Hospital facilities are places with a high risk of cross infection between their occupants. Studies in European hospitals [1] indicate that nosocomial infections contribute significantly to morbidity and mortality rates and that many of these infections are transmitted by airborne pathogens [2]. Everyday pulmonary activities, like breathing [3], coughing [4,5], sneezing [6], talking [3], are sources of bio-aerosols [7] that may be laden with the pathogens responsible for infectious disease transmission. Once the bio-aerosols leave the infected person their fate depends on multiple and complex factors [7–10]. One of the most important factors is undoubtedly the airflow pattern, both in the room as a whole as well as in the microenvironment around the source patient and the vulnerable individual.

In rooms with displacement ventilation, thermal stratification is generated. The temperature of the exhaled air is higher than the temperature of the ambient air. The effects of buoyancy will play an important role in both the evolution of exhaled air and the dispersion of the associated pathogens. It is therefore crucial to correctly predict the room’s temperature field. This numerical model was previously used to study the dispersion of exhaled contaminants by the mouth of a person standing in a room with DV. The numerical results were compared to data from experiments performed in a full-scale laboratory at the University of Aalborg [55]. It was found that the numerical model was able to accurately reproduce both the thermal stratification in the room and the deflection of the exhaled air jet. Details on the validation of the temperature field are shown in [40].

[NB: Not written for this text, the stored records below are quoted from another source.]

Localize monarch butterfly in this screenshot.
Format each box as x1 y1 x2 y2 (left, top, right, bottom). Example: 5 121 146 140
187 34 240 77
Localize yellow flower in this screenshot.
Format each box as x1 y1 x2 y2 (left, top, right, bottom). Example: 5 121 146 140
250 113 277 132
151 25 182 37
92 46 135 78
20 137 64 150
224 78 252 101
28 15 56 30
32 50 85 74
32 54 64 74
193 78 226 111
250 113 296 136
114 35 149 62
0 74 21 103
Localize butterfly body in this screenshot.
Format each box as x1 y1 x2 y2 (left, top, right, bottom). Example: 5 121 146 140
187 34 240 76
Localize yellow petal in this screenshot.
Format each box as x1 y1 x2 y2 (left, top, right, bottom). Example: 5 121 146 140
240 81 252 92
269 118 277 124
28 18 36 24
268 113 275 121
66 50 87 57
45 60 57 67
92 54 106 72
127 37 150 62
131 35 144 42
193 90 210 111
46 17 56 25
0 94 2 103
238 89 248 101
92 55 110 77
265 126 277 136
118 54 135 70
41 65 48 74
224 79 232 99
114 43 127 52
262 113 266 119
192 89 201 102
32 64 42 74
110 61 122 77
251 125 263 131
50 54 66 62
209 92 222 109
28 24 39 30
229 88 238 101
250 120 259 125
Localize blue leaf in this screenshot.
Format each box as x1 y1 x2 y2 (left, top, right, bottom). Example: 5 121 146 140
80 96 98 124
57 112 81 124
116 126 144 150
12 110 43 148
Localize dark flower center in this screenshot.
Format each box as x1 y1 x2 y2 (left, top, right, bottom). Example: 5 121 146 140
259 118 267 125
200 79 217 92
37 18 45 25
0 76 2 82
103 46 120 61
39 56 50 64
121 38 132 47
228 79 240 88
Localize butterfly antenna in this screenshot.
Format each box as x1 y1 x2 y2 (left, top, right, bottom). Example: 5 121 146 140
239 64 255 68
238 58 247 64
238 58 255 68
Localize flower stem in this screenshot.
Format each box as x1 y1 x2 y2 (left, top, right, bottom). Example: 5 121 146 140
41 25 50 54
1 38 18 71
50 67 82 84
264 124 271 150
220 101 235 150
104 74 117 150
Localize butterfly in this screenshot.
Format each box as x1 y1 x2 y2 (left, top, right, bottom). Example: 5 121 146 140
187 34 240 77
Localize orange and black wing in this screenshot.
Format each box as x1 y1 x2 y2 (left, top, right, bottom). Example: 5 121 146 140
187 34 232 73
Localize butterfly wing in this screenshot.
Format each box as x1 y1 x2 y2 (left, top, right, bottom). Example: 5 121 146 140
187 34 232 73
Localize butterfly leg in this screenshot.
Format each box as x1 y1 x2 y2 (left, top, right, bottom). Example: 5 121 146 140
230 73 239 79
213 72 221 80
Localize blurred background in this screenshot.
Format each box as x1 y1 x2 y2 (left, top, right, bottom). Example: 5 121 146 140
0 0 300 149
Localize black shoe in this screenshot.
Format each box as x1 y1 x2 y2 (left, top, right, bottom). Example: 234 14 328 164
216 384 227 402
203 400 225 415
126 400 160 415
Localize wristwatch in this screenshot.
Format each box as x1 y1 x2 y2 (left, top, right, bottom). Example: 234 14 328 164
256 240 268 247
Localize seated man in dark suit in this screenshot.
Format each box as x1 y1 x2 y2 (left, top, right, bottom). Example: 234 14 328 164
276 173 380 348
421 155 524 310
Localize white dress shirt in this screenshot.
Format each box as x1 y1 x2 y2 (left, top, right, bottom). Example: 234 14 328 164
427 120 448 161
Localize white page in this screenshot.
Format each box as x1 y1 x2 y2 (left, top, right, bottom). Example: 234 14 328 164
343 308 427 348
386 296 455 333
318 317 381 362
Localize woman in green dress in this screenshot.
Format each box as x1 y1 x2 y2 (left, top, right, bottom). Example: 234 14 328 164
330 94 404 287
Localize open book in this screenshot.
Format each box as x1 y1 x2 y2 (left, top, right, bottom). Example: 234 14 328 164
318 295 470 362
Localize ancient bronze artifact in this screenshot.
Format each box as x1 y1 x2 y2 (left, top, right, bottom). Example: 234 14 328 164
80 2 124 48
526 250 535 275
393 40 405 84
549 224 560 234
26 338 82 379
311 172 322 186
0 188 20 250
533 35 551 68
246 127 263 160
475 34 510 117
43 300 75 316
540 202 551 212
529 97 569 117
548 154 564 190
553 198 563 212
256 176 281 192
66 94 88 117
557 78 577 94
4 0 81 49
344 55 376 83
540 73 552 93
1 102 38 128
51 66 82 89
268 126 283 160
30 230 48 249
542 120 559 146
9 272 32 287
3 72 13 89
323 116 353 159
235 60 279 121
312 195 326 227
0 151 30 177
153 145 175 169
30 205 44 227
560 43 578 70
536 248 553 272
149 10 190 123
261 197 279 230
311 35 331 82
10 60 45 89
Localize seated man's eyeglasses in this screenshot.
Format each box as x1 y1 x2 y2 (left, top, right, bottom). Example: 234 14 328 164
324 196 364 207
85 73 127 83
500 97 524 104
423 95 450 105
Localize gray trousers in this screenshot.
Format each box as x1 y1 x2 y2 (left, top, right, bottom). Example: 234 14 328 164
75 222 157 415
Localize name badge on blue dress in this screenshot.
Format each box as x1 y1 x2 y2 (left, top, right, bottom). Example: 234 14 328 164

Detailed transient CFD tests have been carried to determine the suitability of a DV strategy in a representative case study of a one-bed hospital room. Two exhaust configurations, two external wall positions and three air renewal rates have been tested. In view of the results, the following conclusions may be drawn:

This work fails to consider either human movement or the movement of opening and closing doors. An analysis of how human movement affects the air flow pattern of displacement ventilation would prove extremely valuable. A further limitation is that the external wall is simulated with only one heat gain value. In a real situation, heat gain changes during the day and during the seasons. In addition, the study only analyses the exhalation of small respiratory bio-aerosols during breathing. Taking into account other pulmonary activities, such as coughing or sneezing, which expel larger droplets with higher initial momentum, would provide further insights.